TIME-DEPENDENT VERSION

This version has been used to follow changes after hypertonic challenge shown in Fig. 3 by incorporating time-dependent elements. Briefly, the rise of concentration change adjacent to the basal membrane after switching salines is treated as a sub-epithelial diffusive compartment with a single exponential time constant λ with a half-time of 20 s. The osmosensor system has also an exponential time constant k with a half-time of 10 s. This represents the reaction of the sensing molecule (probably AQP5) and the cell signalling chain to the JFT system. These are estimates that can be justified on simple physical grounds. Finally, there is a volume V _lis assigned to the lateral interspace system around the cell, 0.5 μm wide and of cell height 25 μm. Water flows are calculated over basal membrane, interspace membrane and apical membrane. The concentration of salt in the lateral interspace varies during transients but is dominated by C _b in the steady state.
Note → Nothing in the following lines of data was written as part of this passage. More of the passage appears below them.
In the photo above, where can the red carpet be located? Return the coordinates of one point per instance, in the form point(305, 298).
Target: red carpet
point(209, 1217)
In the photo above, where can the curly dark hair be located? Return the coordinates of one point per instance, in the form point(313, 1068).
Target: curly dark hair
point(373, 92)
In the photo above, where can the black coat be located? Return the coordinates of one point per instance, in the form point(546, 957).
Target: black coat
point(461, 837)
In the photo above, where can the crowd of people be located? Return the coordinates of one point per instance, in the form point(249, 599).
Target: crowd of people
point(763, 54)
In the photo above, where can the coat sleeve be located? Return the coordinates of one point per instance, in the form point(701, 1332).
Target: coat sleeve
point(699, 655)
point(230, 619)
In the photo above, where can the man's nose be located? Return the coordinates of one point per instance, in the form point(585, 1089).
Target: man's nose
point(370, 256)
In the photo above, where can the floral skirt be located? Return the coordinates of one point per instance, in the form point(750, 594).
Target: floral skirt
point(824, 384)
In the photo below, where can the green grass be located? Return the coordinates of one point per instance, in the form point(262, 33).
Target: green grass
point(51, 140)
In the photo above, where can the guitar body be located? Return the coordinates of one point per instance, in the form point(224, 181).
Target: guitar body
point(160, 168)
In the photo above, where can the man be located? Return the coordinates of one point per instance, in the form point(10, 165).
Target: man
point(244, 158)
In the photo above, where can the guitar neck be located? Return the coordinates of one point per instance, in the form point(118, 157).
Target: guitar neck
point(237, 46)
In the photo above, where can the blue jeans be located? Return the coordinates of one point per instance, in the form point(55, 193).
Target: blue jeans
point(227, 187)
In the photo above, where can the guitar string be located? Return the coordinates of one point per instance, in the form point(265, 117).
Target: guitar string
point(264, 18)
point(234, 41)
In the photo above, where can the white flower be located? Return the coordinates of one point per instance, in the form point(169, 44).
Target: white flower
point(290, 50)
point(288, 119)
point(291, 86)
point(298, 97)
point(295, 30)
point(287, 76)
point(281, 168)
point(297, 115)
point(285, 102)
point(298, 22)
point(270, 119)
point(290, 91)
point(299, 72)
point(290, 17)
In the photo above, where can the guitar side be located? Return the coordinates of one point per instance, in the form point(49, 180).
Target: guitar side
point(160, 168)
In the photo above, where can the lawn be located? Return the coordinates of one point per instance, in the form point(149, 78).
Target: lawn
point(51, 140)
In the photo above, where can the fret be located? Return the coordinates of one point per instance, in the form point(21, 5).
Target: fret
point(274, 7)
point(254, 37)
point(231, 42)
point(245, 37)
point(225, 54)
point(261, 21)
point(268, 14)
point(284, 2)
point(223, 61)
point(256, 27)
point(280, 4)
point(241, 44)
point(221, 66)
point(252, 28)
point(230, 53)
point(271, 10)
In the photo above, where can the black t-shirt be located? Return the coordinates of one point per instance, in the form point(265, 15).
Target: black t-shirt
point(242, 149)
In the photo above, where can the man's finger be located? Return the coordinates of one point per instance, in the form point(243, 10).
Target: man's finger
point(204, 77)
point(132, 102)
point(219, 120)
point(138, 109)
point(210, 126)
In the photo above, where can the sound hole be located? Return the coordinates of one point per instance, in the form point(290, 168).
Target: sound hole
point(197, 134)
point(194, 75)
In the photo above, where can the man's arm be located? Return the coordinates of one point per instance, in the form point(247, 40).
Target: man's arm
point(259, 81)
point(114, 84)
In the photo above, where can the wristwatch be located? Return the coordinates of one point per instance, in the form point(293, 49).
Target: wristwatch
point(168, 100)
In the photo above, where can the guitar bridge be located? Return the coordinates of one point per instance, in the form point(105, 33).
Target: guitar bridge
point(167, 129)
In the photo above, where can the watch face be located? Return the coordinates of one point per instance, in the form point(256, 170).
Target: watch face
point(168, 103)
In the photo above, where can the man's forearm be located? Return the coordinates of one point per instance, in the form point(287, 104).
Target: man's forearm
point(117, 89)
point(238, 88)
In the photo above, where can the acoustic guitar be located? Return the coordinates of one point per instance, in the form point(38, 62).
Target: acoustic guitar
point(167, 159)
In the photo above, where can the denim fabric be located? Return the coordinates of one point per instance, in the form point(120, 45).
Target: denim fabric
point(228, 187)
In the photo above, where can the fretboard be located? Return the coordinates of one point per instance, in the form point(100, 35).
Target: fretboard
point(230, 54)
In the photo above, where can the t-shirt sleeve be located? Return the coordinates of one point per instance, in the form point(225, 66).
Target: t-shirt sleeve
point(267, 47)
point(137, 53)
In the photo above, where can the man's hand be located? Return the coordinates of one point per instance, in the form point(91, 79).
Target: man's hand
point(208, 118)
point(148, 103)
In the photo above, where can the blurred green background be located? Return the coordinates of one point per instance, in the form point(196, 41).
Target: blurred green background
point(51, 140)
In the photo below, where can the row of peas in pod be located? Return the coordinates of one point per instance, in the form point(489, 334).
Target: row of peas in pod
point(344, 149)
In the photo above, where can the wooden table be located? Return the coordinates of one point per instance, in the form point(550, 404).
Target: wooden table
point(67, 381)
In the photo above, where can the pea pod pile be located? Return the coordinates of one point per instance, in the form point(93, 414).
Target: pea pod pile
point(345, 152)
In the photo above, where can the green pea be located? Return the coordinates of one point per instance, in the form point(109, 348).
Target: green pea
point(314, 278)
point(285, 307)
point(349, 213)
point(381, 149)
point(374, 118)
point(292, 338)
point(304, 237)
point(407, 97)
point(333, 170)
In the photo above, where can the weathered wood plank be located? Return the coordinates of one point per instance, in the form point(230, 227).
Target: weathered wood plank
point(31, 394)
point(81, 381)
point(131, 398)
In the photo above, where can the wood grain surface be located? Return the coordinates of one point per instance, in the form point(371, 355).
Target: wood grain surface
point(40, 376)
As the cells shrink during hypertonic challenges the volume change will be distributed between lumen and the sub-epithelial side of the cell. The luminal volume shift will decrease the apparent secretion rate but this effect will decline as the cell equilibrates. The interspace concentrations are calculated in discrete time steps which determine the rate of salt transport by the JFT system and the osmotic exchanges with the cell. The cell volume at every step of the evolution is calculated and partitioned symmetrically using a factor β = 0.5 between basal and apical sides of the cell. This procedure is straightforward and reproduces the swings of secretion rate between the steady states quite well. When β is set to zero the undershoot of Fig. 3 is not seen.

The time step lengths were systematically explored and the curve of Fig. 3, which is similar in magnitude and time to the experimental data of Fig. 2, was generated by using the above values of β, λ and k. Damped oscillations on entry to the new steady state could be generated by adjusting the values of λ and k as might be expected for a feedback system. These oscillations can be seen in many experiments during osmotic challenge. Together with other transients, they are indications that a feedback system is in operation and remain to be explored further.